Orchestration runs from the master using the salt-run command rather than salt. The distinction matters: salt runs things on minions and collects results; salt-run invokes runners, which are Python modules that execute on the master itself.

salt-run state.orchestrate orch.deploy

This runs the orchestration state defined at /srv/salt/orch/deploy.sls. Orchestration SLS files look like state files but they operate at a higher level — they target minions as a master-side operation and can sequence work across multiple targets.

Here's a real orchestration file for deploying an application update:

# /srv/salt/orch/deploy.sls

remove_from_lb:
  salt.function:
    - name: cmd.run
    - tgt: 'G@role:loadbalancer'
    - tgt_type: compound
    - arg:
      - 'haproxy-disable backend web01'

deploy_app:
  salt.state:
    - tgt: 'web01'
    - sls:
      - app.deploy
    - require:
      - salt: remove_from_lb

run_smoke_tests:
  salt.function:
    - name: cmd.run
    - tgt: 'web01'
    - arg:
      - '/opt/app/bin/smoke-test.sh'
    - require:
      - salt: deploy_app

add_to_lb:
  salt.function:
    - name: cmd.run
    - tgt: 'G@role:loadbalancer'
    - tgt_type: compound
    - arg:
      - 'haproxy-enable backend web01'
    - require:
      - salt: run_smoke_tests

Each step uses require to enforce ordering. salt.function calls an execution module on the target. salt.state applies a state SLS. salt.runner would invoke another runner on the master.

If any step fails, the orchestration halts at that point. The subsequent steps don't run. This is why orchestration is useful for deployments — if the smoke test fails, the server doesn't get added back to the load balancer.

To run it with verbose output:

salt-run state.orchestrate orch.deploy -l debug

The Event Bus

Salt maintains an event bus on the master. Every significant action emits an event: a minion comes online, a job completes, a state fails, a custom event fires. You can watch the bus in real time:

salt-run state.event pretty=True

Run this in one terminal while doing things in another. You'll see events like:

salt/minion/web01/start
salt/job/20160817143022/ret/web01
salt/auth

This is extremely useful for debugging reactor triggers — you can see exactly what event tag fires and what data comes with it before writing the reactor config.

The Reactor System

The reactor listens for events on the bus and triggers responses.
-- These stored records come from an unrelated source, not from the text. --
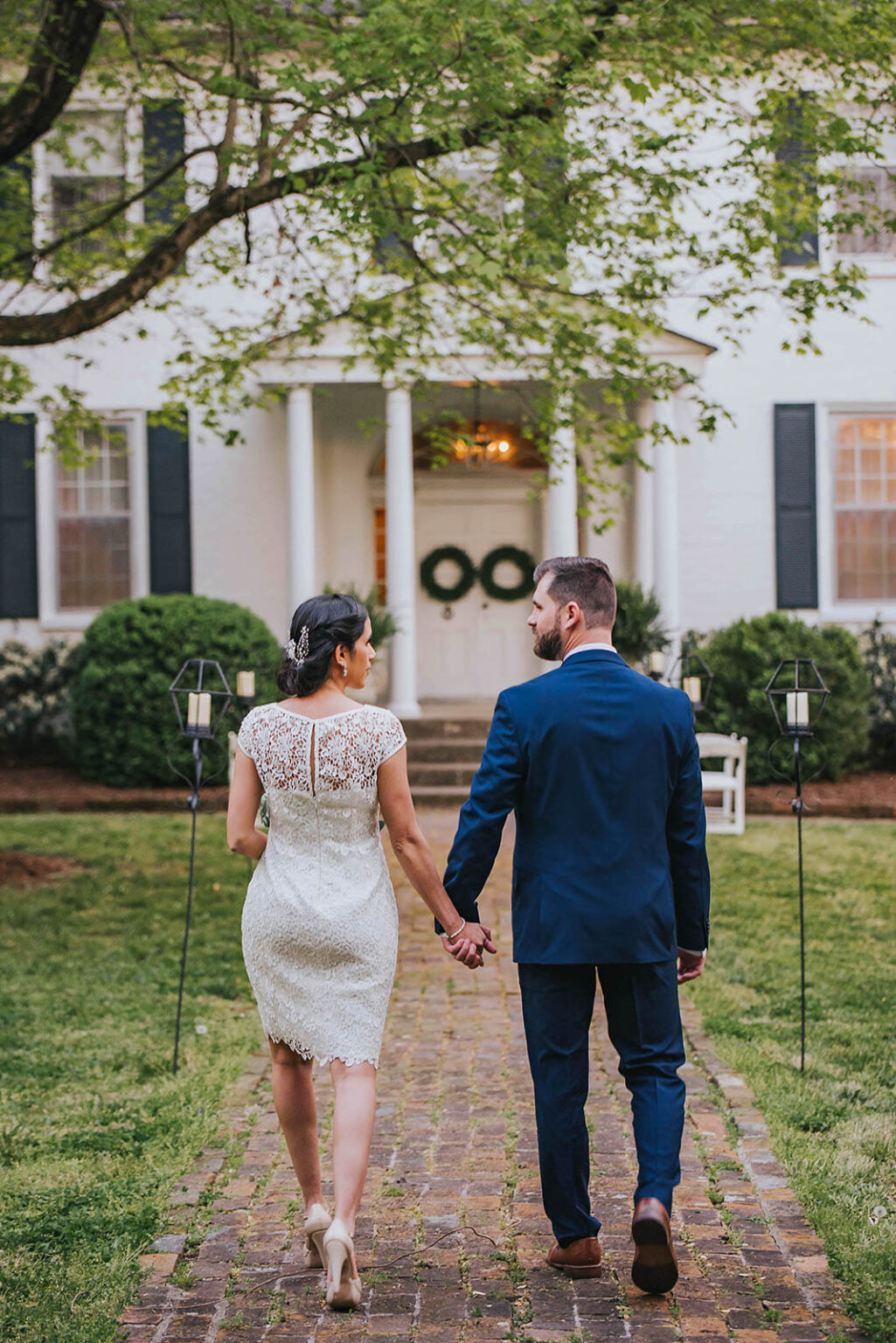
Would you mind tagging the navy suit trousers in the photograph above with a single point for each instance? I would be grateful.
(643, 1022)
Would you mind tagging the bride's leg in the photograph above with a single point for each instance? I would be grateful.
(353, 1111)
(297, 1114)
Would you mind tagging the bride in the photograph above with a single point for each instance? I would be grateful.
(320, 926)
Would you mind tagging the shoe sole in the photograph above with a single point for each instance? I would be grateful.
(575, 1270)
(655, 1270)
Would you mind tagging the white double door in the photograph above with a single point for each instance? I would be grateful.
(477, 646)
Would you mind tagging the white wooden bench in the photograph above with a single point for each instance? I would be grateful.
(728, 817)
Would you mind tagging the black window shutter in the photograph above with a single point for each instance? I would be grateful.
(17, 518)
(795, 532)
(800, 246)
(170, 541)
(163, 144)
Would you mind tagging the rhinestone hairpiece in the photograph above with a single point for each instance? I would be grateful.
(297, 651)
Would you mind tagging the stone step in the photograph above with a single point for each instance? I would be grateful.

Configure it in the master config. I keep a separate file at /etc/salt/master.d/reactor.conf:

reactor:
  - 'salt/minion/*/start':
    - /srv/reactor/minion_start.sls
  - 'salt/auth':
    - /srv/reactor/auth.sls

The reactor SLS file at /srv/reactor/minion_start.sls:

# When a new minion comes online, automatically apply its highstate
apply_highstate:
  local.state.highstate:
    - tgt: {{ data['id'] }}

data['id'] is the minion ID from the event payload. The local. prefix means it runs the function on a minion (as opposed to runner. which runs on the master or caller. which runs locally).

The result: any new minion that completes key acceptance and comes online will automatically get its highstate applied. For auto-scaling groups this is the difference between a self-configuring fleet and one that needs manual intervention after every scale-out event.

Sending Custom Events

From within a state or a running minion, you can fire custom events to the bus:

salt 'web01' event.send 'myapp/deploy/complete' '{"version": "1.4.2", "status": "ok"}'

Or from inside a state:

notify_deploy_complete:
  module.run:
    - name: event.send
    - tag: myapp/deploy/complete
    - data:
        version: {{ pillar['app_version'] }}
        status: ok

Then your reactor can listen for myapp/deploy/complete and trigger downstream actions — notifying a monitoring system, triggering a test run on a staging environment, whatever makes sense for your workflow. This is where Salt starts to feel less like a config management tool and more like infrastructure middleware.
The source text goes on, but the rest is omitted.